Journalist and Former AP Pyongyang Bureau Chief Jean H. Lee

Our Caricatured Views of North Korea Are Dangerous

Photo by Aaron Salcido.

Jean H. Lee is a journalist and former Pyongyang Bureau Chief for the Associated Press. Both her parents were born in South Korea and immigrated as students to the United States in the 1960s. Before moderating a Zócalo/UCLA panel discussion titled “Is War With North Korea Inevitable?” at the National Center for the Preservation of Democracy in downtown Los Angeles, she spoke in the green room about supermarket shopping in Pyongyang and whether North Koreans have horns.

Q:

How often have you visited North Korea?


A:

I’ve been there dozens of times, starting in 2008.


Q:

During that time, what has struck you most about what has changed and what has stayed the same?


A:

Because I’ve been going over a nine-year period, I actually span the Kim Jong Il era and the Kim Jong Un era. One of the biggest things I’ve seen change is telecommunications, cellphones. Around the time that I started going is when we started seeing cell phones. An Egyptian telecommunications company, Orascom, went in and built a 3G network for the North Koreans. In 2009 they were using cellphones the way we were using cellphones in the 1990s: It was still very much a luxury item. In North Korea they have a divided network, so locals can call other North Koreans but they can’t phone foreigners and they can’t phone outside the country. That said, as the network expanded it gave North Koreans [the ability] to call one another in different parts of the country, and to share and exchange information. That was a new concept for the North Koreans, and very powerful.


Q:

What else?


A:

Kim Jong Il, the late North Korean leader, one of the things he did before he died was go to China to learn about their supermarkets. So North Korea built a supermarket with Chinese money, it was a joint venture, in Pyongyang. So I wrote a story about what it meant to the North Korean people to have a supermarket for the first time. All of the products were imported from China, but they had Pabst Blue Ribbon beer, peanut butter, Spanish olive oil—all kinds of foreign goods that the North Koreans had never seen. They were manufactured for the Chinese market, and then exported to North Korea. The Pabst was a familiar blue and red can, but with Chinese characters on it. And also they didn’t know how to shop. They hadn’t had this experience of items on a shelf that you could pick from; they were used to going to the counter and getting what was given to them. So it was a whole new world. And when I went back last May, I went to the department store, and there was a new food court, which is mind-blowing because there’s a food shortage in North Korea. The elites are learning how to shop and eat and dine, the way we do in the rest of the world. There is a huge difference between the haves and have-nots.


Q:

Here in the United States, Kim Jong Un is usually depicted as a kind of comic-opera character, very satirically.
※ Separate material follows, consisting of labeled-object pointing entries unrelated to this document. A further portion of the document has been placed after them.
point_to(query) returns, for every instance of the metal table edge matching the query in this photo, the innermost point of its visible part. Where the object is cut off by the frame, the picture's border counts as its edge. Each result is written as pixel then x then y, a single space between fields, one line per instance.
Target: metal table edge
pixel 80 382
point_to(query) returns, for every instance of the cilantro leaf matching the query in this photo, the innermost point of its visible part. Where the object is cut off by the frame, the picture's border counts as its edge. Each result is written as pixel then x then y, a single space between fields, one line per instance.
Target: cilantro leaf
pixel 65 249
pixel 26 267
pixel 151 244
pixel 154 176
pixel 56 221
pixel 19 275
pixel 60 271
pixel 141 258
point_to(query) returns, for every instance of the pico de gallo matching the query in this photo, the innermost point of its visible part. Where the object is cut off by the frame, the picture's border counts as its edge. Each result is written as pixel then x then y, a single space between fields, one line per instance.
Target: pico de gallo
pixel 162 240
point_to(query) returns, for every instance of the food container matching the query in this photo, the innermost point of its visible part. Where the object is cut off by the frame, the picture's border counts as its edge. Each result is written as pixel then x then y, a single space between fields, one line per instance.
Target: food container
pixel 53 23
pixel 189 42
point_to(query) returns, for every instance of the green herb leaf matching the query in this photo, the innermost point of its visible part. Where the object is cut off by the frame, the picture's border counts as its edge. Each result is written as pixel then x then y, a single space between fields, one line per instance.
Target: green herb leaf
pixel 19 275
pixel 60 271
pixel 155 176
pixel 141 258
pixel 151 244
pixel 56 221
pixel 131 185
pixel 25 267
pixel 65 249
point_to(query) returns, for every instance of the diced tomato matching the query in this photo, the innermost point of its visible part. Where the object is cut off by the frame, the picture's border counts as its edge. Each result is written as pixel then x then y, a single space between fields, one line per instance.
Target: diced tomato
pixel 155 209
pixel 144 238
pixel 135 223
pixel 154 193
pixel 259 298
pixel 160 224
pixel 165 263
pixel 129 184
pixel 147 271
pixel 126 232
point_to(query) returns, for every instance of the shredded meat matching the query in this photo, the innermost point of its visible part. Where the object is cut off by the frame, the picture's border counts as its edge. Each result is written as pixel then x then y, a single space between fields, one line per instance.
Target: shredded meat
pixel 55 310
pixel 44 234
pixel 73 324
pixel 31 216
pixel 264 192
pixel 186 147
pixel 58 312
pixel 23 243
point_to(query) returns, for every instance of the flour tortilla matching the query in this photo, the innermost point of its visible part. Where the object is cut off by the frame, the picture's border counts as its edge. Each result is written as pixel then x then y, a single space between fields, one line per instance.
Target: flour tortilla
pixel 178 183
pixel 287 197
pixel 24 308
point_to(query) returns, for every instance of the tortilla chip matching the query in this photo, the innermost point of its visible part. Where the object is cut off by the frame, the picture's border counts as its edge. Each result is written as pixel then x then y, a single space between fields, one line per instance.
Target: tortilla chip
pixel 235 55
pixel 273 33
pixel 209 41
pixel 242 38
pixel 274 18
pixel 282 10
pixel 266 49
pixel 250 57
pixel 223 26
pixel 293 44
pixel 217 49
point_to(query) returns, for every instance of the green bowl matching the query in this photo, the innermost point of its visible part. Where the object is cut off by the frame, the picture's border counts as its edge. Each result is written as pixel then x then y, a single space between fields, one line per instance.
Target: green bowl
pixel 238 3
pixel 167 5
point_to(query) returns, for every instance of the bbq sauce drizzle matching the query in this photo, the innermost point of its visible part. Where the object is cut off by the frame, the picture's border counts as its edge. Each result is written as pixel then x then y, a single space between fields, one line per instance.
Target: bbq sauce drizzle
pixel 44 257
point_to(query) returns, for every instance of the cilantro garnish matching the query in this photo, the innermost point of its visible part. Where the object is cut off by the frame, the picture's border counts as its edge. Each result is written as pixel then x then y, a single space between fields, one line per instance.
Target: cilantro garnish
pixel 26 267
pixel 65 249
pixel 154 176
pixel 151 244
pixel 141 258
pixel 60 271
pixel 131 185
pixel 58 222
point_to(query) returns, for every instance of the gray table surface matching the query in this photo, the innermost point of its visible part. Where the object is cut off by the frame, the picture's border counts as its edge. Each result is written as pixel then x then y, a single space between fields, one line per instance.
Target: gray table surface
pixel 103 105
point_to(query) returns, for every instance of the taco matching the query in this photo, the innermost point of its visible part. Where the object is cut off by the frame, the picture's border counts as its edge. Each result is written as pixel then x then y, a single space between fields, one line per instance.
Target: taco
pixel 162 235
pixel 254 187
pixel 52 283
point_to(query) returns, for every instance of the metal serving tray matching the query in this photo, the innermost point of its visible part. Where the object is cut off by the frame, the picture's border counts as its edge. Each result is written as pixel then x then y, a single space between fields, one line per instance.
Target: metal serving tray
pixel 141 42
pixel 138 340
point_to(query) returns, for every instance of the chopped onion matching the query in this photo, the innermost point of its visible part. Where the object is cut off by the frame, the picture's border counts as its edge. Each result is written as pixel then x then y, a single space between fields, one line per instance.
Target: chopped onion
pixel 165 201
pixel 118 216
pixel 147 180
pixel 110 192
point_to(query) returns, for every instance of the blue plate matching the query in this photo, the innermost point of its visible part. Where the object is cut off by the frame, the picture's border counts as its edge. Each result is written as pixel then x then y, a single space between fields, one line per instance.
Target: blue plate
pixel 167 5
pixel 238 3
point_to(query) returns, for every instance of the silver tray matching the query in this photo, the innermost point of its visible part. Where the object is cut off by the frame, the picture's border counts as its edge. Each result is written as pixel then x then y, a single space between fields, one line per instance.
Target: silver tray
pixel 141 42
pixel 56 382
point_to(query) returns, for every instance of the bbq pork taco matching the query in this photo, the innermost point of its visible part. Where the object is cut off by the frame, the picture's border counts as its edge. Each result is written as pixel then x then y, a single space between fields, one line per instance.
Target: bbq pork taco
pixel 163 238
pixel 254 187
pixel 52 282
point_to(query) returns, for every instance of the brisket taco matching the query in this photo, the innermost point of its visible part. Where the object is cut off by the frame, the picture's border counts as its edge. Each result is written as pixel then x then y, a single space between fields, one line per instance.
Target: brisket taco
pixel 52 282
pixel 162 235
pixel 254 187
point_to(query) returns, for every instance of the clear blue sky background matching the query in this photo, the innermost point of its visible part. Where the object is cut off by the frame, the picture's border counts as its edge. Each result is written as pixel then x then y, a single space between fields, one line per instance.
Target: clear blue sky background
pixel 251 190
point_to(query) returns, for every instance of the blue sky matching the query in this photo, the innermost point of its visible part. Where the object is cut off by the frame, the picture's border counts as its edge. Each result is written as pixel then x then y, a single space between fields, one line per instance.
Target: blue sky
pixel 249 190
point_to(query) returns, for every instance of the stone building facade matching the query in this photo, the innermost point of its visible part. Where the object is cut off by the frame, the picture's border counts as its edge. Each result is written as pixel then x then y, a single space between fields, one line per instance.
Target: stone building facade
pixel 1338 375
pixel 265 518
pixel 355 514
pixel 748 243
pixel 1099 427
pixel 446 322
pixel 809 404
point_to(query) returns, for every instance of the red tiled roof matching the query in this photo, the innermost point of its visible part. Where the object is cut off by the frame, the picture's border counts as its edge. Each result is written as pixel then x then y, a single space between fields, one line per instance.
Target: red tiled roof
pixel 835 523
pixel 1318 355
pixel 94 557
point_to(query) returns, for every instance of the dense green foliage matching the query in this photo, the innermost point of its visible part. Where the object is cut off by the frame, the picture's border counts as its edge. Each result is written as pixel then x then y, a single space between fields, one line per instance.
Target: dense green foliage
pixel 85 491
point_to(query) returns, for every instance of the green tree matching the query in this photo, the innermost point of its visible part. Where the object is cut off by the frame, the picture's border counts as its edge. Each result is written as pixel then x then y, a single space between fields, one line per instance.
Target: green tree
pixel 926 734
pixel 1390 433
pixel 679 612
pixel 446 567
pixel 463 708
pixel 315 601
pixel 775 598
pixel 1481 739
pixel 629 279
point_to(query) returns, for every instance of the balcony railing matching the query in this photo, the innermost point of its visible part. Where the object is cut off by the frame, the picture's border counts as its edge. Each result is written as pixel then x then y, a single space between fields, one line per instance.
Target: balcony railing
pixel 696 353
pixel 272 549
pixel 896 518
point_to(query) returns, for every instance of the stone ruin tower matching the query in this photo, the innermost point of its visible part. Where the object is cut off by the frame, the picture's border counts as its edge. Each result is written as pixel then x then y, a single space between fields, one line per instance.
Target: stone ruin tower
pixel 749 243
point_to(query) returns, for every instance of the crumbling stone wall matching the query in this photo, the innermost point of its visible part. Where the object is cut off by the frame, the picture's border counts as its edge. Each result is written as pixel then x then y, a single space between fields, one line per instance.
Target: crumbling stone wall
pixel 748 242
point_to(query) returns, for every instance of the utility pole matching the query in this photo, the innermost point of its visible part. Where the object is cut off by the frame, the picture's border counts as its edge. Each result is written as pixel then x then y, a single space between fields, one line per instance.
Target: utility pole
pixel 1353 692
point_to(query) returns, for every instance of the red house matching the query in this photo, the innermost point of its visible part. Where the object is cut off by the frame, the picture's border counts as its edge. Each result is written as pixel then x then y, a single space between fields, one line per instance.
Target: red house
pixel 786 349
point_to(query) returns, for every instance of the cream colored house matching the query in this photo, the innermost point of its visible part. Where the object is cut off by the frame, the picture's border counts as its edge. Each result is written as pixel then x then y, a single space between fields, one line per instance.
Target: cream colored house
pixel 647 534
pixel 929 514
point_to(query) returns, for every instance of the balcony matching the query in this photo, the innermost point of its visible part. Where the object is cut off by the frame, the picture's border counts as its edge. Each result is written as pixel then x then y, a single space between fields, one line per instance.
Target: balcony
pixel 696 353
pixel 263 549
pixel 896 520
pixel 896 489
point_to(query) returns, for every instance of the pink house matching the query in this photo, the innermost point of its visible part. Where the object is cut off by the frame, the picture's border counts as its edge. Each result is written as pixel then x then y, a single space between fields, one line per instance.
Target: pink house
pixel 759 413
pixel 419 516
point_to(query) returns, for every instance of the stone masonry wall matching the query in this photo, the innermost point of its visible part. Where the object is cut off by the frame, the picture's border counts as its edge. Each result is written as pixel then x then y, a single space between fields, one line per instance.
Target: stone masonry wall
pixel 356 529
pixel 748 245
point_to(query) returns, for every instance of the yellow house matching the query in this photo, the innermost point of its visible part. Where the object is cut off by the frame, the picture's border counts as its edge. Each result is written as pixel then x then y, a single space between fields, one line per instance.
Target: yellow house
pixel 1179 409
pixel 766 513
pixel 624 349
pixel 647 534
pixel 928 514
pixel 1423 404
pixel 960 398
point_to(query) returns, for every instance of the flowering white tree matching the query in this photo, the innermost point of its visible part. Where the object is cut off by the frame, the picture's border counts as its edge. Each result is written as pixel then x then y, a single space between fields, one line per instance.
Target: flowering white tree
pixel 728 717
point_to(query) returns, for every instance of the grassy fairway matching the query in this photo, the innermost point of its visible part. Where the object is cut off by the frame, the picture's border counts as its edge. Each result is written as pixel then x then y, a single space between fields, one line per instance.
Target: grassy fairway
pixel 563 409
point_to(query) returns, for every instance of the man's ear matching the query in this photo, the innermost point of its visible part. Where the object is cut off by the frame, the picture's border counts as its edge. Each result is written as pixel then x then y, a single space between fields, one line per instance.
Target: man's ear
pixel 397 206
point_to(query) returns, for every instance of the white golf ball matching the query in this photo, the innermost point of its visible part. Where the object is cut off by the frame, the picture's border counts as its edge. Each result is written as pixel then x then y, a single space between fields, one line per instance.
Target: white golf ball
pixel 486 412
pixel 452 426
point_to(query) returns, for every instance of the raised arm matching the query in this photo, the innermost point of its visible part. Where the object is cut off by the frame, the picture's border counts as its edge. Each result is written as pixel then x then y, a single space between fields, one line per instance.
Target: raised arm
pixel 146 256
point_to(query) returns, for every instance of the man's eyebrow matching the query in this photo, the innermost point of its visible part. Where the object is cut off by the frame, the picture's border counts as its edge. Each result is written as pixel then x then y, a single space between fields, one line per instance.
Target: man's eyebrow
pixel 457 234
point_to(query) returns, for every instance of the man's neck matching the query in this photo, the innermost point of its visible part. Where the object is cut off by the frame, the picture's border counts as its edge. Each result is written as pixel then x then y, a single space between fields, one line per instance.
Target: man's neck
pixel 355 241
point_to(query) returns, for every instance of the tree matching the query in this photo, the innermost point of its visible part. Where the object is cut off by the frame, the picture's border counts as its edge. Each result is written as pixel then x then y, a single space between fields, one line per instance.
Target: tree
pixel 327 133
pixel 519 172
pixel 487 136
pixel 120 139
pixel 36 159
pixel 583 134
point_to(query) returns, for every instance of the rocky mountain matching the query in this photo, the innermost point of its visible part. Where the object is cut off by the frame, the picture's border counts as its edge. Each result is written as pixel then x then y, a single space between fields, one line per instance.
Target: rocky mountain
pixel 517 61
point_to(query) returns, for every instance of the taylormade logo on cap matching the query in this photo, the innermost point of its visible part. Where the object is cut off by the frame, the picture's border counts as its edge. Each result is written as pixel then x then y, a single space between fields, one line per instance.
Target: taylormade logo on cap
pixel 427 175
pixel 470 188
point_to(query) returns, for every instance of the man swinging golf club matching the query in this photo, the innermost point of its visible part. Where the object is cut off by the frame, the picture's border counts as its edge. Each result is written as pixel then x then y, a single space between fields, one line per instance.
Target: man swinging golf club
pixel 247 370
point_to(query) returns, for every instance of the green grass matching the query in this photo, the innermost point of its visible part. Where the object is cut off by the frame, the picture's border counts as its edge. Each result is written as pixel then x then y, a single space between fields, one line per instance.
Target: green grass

How is he seen in Seoul, where you live?


A:

The image is a little bit different than it is in the U.S. One thing is that South Korea has a very strict national security law, which prohibits South Koreans from accessing information about North Korea. The younger generation is completely oblivious to North Korea.


Q:

Do North Koreans know more about South Koreans than vice versa? Or are they both ignorant of one another?


A:

I would say they’re fairly ignorant in some ways. I think those security laws have created a kind of willful cluelessness about North Korea. So they don’t necessarily have the caricatures that we have here, but they also don’t know very much about North Koreans. Older South Koreans, say 35 and older, grew up with this propaganda that North Koreans had horns. One of my friends, who’s in his 40s, said to me that he’d love to travel to North Korea because he was so curious about whether they have horns! And he meant it as a joke. But I think the caricatures are dangerous because they create this kind of distance where we don’t think of them as real people.


Q:

Do your parents talk about the Korean War?


A:

It’s only recently that they’ve begun to talk about the war. South Koreans, one of the great things about them is that they’re such survivors. They moved on as quickly as they could, and they rebuilt that country and made prosperous lives for themselves. But they didn’t actually take the time to reflect and think about the pain and the suffering of the past. So in some sense it’s still with them. It’s only now that they’re retired that they’re starting to think about that. I would like to write about this a bit more. I would like to take my father to the place where he spent the war and write a family history. But it was the first time that I’d ever asked him what it was like. So I learned that he walked from Seoul to a town that took him days to get there, after Seoul was bombed. And then I found out that he watched one of his brothers die at one of these houses where they stayed. I was a little ashamed that I’d never asked, but I think I knew that he wouldn’t have been ready to talk about it. Until now.


Q:

What’s most Korean about you?


A:

I grew up going to Korean school, I grew up doing Korean dance, so my heritage was part of my upbringing. But I don’t think of myself as very Korean, actually. I don’t even like kimchi.